I really struggled after Eliaya was born to accept help from friends/family, thinking "oh, I can do this, she's my child". While Elora is most definitely mine, I get that it takes a village. I am SOOOOO thankful for the village. Not only do I need the village, but I need time with the Lord daily. Usually a few times a day. Whether it's during an early morning feed or an afternoon nap, I need to be in the Word. Psalms have been my encouragement these past two weeks, especially Psalm 32. It talks about how blessed are those who have been forgiven by the Lord. David reflects on the agony of life with hidden sin and how it destroys joy. The Lord waits for us with open arms, ready to receive. My own selfishness stares me in the face during these first few weeks of newborn. It is so good to be reminded of the freedom that comes with confession and how the Lord provides rest, instruction, and steadfast love to those who seek Him. I pray today that I would be an example to my children and those around me of the joy that comes from walking with, and not against, the Lord.

Psalm 32: Blessed Are the Forgiven (ESV)
Blessed is the one whose transgression is forgiven,
whose sin is covered.
Blessed is the man against whom the Lord counts no iniquity,
and in whose spirit there is no deceit.
For when I kept silent, my bones wasted away
through my groaning all day long.
For day and night your hand was heavy upon me;
my strength was dried up as by the heat of summer. Selah
I acknowledged my sin to you,
and I did not cover my iniquity;
I said, “I will confess my transgressions to the Lord,”

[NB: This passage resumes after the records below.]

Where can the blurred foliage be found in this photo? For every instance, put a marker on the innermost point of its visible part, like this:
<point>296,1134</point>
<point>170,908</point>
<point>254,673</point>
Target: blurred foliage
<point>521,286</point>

and you forgave the iniquity of my sin. Selah
Therefore let everyone who is godly
offer prayer to you at a time when you may be found;
surely in the rush of great waters,
they shall not reach him.
You are a hiding place for me;
you preserve me from trouble;
you surround me with shouts of deliverance. Selah
I will instruct you and teach you in the way you should go;
I will counsel you with my eye upon you.
Be not like a horse or a mule, without understanding,
which must be curbed with bit and bridle,
or it will not stay near you.
Many are the sorrows of the wicked,
but steadfast love surrounds the one who trusts in the Lord.
Be glad in the Lord, and rejoice, O righteous,
and shout for joy, all you upright in heart!